Our next telephone question is from.

Oh, we might take one more question. So apologies, we might have to cut this short today, but also recognize that we'll obviously do another market update in a month's time as part of the full year results. So I will take one more question, Operator, and then I'll wrap up.

Our last question today is from Niraj Shah from Morgan Stanley. Please ask your question.

Hi, guys. Just a couple of quick ones for me. One is just that end state in the US commercial business. Presumably, there will be a commercial business ongoing going forward. Just curious on your thoughts on how big that will be relative to what it has been or maybe what it was in fiscal 2019. And then my second question is just around the cost to implement on the $35 million. Just curious as to what that is and just to confirm that it'll be taken below the line in fiscal 2020.

Morning. So I'll answer the first part, then I'll hand over to Matt for the second. The future shape, and if you go through our priority portfolios that we talk about with the U.S., you'll see there's a couple of key brands that are performing well ahead of the market, which I would classify as differentiated commercial brands. And they would be 19 Crimes and Matua, one out of Australia, one out of New Zealand. Now, they are growing significantly ahead of the market, are very good margin contributors, very good profit contributors, and that's because they are differentiated in the market. And I'm sure you've picked up some of the fantastic innovation we're doing around 19 Crimes in the market in the U.S. over the next six months to continue to drive that. And the Sauvignon Blanc and Matua brand category continues to grow.
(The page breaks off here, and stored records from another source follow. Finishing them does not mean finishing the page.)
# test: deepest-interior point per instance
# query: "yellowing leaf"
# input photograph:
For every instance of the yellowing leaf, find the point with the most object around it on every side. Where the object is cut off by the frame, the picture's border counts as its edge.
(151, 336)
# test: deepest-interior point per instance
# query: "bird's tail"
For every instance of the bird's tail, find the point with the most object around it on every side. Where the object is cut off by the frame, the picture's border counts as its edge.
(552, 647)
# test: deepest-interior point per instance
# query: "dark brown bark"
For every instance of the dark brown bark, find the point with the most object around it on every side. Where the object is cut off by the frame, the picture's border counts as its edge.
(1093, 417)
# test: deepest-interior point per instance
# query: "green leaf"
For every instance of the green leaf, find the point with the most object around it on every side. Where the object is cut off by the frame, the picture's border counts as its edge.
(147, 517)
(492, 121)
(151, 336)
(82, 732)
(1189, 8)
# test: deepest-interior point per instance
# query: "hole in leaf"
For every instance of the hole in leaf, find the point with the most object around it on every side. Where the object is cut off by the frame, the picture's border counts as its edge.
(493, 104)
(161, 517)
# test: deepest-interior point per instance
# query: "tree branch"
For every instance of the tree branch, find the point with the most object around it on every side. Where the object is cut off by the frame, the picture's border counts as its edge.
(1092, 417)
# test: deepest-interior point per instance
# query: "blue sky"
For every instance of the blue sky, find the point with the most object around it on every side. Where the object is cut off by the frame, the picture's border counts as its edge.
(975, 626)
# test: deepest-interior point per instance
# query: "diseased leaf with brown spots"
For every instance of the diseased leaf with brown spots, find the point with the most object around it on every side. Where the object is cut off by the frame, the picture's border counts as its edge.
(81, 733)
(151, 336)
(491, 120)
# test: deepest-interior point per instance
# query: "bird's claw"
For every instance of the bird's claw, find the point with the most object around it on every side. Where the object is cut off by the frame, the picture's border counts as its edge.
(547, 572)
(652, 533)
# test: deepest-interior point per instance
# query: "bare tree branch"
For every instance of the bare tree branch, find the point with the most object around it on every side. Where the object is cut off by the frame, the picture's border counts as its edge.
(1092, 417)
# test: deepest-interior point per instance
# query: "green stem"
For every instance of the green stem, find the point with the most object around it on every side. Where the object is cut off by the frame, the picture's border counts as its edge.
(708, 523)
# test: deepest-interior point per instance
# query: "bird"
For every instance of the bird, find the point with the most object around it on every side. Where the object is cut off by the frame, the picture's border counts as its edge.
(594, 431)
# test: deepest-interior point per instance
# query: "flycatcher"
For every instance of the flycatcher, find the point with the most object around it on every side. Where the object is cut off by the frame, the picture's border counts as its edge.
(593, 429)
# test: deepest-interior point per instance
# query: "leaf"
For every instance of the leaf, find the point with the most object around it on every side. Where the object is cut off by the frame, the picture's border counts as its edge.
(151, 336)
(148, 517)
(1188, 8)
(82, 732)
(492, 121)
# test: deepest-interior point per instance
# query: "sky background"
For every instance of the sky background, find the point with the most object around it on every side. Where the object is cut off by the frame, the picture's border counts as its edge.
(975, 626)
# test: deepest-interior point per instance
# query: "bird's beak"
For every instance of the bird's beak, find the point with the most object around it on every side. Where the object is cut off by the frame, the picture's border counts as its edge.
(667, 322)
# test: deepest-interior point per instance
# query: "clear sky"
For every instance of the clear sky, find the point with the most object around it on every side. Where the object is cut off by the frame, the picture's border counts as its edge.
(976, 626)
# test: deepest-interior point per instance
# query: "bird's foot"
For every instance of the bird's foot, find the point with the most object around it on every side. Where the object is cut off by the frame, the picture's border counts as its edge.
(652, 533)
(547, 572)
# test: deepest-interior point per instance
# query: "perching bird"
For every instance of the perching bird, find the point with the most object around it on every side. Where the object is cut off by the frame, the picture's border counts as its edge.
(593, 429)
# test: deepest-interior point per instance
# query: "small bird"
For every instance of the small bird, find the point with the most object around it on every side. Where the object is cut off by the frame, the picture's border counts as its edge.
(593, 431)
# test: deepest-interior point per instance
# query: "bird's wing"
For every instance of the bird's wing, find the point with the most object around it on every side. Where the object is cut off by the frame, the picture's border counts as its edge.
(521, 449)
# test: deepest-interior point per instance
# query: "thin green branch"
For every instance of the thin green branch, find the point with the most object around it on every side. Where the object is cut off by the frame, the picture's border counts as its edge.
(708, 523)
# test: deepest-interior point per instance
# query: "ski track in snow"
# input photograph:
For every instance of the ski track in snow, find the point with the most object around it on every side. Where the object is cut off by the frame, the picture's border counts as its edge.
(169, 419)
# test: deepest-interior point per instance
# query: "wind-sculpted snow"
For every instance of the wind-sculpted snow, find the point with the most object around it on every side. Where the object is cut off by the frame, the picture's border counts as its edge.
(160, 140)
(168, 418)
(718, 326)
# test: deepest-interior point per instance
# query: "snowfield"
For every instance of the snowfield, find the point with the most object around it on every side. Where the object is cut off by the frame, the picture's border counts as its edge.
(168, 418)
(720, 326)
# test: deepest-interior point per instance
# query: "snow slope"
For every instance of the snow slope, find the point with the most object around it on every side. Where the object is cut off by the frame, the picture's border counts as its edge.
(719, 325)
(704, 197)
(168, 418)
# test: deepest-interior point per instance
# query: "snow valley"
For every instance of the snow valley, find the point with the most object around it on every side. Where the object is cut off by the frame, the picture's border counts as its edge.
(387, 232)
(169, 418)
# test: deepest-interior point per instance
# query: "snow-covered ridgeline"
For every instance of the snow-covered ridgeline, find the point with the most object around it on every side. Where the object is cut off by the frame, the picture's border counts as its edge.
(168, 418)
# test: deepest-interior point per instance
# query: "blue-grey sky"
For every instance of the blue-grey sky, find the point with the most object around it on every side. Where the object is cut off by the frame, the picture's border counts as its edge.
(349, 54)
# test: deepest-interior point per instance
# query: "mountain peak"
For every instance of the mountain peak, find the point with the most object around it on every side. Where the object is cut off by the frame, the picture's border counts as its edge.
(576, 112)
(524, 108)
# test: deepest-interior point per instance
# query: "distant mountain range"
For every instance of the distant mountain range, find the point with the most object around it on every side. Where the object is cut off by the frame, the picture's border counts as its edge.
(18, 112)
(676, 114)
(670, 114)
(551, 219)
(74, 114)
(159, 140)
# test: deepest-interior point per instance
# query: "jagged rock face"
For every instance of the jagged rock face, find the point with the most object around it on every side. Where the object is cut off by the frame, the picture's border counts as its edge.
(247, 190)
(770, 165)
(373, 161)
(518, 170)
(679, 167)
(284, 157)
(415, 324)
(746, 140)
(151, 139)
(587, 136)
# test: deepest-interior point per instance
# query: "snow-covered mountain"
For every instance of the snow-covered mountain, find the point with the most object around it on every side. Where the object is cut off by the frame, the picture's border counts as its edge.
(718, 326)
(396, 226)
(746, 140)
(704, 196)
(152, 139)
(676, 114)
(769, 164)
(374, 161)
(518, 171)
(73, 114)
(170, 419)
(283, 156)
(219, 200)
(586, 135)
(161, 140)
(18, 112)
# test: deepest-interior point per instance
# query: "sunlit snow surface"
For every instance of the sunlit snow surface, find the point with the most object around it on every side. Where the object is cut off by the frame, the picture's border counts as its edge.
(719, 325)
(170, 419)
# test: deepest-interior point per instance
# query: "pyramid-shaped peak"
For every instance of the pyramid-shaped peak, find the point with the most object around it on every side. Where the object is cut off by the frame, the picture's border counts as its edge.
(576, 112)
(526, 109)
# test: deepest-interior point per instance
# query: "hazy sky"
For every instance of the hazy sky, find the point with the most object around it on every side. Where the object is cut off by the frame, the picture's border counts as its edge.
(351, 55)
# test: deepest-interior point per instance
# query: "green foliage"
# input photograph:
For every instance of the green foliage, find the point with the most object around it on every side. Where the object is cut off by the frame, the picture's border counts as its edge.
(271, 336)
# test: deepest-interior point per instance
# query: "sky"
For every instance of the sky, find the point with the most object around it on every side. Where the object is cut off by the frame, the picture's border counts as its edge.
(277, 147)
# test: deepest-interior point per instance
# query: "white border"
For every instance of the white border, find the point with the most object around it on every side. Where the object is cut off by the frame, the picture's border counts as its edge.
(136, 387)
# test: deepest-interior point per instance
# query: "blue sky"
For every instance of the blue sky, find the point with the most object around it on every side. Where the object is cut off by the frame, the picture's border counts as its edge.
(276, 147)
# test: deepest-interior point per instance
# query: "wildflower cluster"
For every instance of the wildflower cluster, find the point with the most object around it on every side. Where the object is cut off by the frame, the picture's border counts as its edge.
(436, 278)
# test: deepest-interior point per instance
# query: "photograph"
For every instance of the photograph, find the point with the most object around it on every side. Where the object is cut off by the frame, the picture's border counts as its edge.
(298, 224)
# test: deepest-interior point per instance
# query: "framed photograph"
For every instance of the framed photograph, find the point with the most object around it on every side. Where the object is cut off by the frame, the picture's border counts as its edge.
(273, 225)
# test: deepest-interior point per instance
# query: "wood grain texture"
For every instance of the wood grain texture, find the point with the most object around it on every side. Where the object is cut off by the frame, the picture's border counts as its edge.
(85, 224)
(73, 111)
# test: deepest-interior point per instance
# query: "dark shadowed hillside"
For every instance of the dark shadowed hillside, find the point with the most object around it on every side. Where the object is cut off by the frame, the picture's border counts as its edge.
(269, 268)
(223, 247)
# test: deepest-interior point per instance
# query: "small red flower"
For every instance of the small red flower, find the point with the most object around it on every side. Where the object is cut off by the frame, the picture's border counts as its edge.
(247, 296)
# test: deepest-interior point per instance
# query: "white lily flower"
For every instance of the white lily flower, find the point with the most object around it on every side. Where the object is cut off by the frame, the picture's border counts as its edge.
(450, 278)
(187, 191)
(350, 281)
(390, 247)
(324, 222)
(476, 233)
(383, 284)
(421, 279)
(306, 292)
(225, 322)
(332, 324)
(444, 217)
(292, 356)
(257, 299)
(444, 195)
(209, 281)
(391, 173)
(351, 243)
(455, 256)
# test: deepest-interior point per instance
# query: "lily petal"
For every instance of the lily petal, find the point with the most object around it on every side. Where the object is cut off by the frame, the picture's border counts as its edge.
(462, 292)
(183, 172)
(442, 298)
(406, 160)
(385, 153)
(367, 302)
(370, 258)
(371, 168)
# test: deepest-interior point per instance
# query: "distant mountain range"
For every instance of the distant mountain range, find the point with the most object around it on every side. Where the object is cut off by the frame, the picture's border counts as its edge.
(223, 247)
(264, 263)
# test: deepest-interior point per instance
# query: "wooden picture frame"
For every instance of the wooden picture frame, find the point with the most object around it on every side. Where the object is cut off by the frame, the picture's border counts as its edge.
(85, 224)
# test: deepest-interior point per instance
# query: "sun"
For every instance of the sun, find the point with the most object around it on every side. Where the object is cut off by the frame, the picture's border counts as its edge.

Now, from a price point of view, it's sort of borderline masstige commercial. From my point of view, the answer to your question is we will have price point wine somewhere between that sort of $9-$10 a bottle in the U.S., but they will be differentiated brands, growth brands, and solid contributors from a margin percentage going forward. Still part of our portfolio and business, but does form a very large volume base still in the U.S. market for us.

Matthew Young
CFO, Treasury Wine Estates

Niraj, I'll just touch on the question. There will be costs that we've taken in F20. They are excluded from the earnings range we've given today, so likely be included in material items. As of today, likely to be around in the AUD 5 million-AUD 10 million dollar range.

Tim Ford
CEO, Treasury Wine Estates

Okay. So before we finish the call, I just wanted to do a quick wrap-up if I could. Firstly, thank you at obviously short notice. I know we interrupted some people's plans this morning, so hopefully it was worth your while. I guess I just wanted to frame a question I wasn't asked, but I want to answer, which was the reason why we wanted to do a call today, and it was certainly we talked about this with the chairman and our board earlier this week with my first board meeting as CEO, was an opportunity just to be proactive and explain the business and where we're at with the business, not only the performance, but also some of the market dynamics, because I fully appreciate that. It is difficult to analyze over the last three months as well, and it's been difficult to analyze from internally.

I've got a complete appreciation for the external challenges in doing so. So hopefully what we've done today is start that ball rolling in terms of coming out when we had the right information we could share to give some color, and we certainly will plan to continue to build out that detail as we go through the next month as we get to the August full year results announcements, which will be in more detail. So I hope we have achieved that goal. I appreciate everyone taking the time, and I look forward to talking to you again soon and into the future. So thank you. Thanks, operator.

Pleasure doing. That does conclude the call for today. Thank you for all participating. You may all disconnect. Have a great day.